It's lovely to see that these beautiful babies have found a such a happy loving forever home.


----------



## kelly-joy (Oct 14, 2008)

Aww great news. I love happy endings


----------



## SalemCleoandClonkers (Jan 24, 2009)

Hi there,

No we are fine with you showing off your new babies here ! We are still feeling quite 'raw' at the moment but the tears have stopped. We are over joyed that we found you - we couldn't of wished for a happier ending, and we can now go over to New Zealand knowing that they have a great life.

We were so happy to see the photos of them looking happy. I had visions of them being traumatised by this whole process as we were so bonded. But I am so happy to say that they all look relaxed and contented. I like to think that we created very happy, heathly and contented cats and I think this shows now in this hard time. 

I am really happy that we found you !

Please, please keep us updated with photos so we know how they are getting on. It gives us such relief to know that they are ok. I think we are worse off then them (lol) - although we have a lot to look forward to now, what with our wedding in May and then our emigration in June !
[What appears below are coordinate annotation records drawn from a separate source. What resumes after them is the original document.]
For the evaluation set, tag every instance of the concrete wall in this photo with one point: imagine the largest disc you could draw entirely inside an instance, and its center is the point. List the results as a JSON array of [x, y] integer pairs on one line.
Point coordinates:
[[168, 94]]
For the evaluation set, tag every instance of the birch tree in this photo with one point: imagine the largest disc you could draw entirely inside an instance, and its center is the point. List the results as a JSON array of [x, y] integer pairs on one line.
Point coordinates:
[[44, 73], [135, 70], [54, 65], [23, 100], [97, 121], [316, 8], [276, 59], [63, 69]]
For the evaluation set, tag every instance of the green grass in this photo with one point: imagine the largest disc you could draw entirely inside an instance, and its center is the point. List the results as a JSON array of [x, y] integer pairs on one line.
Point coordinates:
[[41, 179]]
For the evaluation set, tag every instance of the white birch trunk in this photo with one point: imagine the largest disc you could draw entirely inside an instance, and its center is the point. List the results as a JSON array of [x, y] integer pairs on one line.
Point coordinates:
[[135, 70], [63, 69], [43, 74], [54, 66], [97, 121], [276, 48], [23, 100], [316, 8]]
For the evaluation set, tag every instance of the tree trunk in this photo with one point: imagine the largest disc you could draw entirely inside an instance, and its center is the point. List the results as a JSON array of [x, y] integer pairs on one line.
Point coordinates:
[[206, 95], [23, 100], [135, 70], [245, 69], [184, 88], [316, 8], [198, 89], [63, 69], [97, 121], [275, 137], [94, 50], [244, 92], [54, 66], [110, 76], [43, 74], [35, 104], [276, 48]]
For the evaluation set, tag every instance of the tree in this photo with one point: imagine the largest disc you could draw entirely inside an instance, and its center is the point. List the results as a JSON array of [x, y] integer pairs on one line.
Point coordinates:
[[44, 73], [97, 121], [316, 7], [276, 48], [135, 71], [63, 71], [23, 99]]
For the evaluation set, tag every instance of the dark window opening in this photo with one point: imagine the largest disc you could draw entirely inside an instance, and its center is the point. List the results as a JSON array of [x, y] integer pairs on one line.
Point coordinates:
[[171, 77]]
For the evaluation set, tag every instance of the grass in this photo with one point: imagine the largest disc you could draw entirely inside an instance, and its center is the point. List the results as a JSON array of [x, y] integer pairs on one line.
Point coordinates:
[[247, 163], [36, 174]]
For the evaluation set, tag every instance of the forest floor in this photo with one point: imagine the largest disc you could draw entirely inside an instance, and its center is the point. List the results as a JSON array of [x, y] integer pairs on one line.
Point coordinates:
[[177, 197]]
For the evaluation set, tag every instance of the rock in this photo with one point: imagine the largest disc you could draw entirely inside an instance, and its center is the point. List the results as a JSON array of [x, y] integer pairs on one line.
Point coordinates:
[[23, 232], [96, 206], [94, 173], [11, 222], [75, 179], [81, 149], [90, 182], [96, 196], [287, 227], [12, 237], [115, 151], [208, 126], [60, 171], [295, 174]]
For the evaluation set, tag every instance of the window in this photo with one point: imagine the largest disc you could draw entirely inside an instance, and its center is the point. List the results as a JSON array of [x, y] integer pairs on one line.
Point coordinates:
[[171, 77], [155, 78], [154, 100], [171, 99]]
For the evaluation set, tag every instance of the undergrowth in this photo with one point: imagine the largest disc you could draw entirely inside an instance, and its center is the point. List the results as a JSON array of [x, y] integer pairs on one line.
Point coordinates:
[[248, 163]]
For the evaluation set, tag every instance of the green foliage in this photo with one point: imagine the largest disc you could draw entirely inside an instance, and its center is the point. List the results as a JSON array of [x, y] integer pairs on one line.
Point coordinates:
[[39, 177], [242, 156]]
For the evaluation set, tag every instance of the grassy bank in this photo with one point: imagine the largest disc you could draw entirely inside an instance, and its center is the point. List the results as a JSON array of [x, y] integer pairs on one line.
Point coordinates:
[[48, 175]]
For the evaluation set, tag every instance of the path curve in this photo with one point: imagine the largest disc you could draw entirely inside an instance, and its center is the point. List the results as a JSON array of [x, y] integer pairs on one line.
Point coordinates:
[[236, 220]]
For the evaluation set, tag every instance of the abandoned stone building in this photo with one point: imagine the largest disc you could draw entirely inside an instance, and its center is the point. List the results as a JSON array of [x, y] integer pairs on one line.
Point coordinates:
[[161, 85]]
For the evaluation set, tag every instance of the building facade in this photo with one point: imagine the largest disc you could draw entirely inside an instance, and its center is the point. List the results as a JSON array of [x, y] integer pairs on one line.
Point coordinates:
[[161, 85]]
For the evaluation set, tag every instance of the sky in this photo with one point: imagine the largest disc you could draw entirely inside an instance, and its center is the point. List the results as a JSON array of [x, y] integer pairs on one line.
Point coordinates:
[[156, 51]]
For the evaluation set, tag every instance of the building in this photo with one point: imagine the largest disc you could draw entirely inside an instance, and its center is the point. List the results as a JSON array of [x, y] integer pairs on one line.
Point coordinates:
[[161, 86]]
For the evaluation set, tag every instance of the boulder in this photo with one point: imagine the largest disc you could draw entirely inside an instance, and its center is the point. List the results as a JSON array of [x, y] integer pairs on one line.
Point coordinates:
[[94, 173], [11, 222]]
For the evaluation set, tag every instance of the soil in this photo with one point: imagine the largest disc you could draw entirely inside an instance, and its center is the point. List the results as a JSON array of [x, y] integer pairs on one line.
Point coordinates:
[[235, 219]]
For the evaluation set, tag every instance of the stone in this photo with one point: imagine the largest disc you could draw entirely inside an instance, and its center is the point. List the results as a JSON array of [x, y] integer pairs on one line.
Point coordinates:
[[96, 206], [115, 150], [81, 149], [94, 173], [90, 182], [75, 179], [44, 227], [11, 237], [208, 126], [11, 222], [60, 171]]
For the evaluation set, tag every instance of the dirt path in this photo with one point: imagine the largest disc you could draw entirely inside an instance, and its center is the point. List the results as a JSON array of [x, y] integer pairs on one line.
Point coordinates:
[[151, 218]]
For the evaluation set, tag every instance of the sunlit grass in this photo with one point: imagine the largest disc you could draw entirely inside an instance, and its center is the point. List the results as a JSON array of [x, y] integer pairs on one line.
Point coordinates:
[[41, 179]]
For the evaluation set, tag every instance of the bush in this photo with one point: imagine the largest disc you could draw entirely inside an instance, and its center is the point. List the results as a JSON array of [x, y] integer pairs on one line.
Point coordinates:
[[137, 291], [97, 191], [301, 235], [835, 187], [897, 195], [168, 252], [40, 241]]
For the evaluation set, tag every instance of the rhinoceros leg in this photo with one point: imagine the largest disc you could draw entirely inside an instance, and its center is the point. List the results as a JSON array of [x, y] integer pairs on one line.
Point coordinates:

Take care, and please give them hugs and kisses from us - we miss them already, but I know that the pain will ease over time.

Victoria & Paul


----------



## MADCAT (Nov 21, 2008)

SalemCleoandClonkers said:


> Hi there,
> 
> No we are fine with you showing off your new babies here ! We are still feeling quite 'raw' at the moment but the tears have stopped. We are over joyed that we found you - we couldn't of wished for a happier ending, and we can now go over to New Zealand knowing that they have a great life.
> 
> ...


Hi Vikki & Paul.

Please do not worry about your babies they couldnt have gone to a more loving home, They will have so much love give to them from Shelly she is a true cat lover so please do not worry, She would be the first person i would go to if i was in your situation. 
Take care
Vikki x x x


----------



## Purrrrfect (Sep 10, 2008)

MADCAT said:


> Hi Vikki & Paul.
> 
> Please do not worry about your babies they couldnt have gone to a more loving home, They will have so much love give to them from Shelly she is a true cat lover so please do not worry, She would be the first person i would go to if i was in your situation.
> Take care
> Vikki x x x


Awwww thank you Vikki that is so sweet of you. I know i have talked about nothing else with you on msn so you have been with me every step of the way. Thank you! :001_wub:


----------



## Purrrrfect (Sep 10, 2008)

Gosh i can't believe it's almost a year since we adopted
Salem, his mummy Cleo & Clonkers,
They have as promised been spoilt rotten.

I love them to bits and i'm still in awe at having them
I did keep in touch with thier previous owners
and have them on my facebook friends. 

They have just become the proud parents
of a bouncing baby daughter 9lb 7oz  lol


----------



## happyinyournappy (Feb 22, 2010)

Oh wow - what a great story! :001_tt1:


----------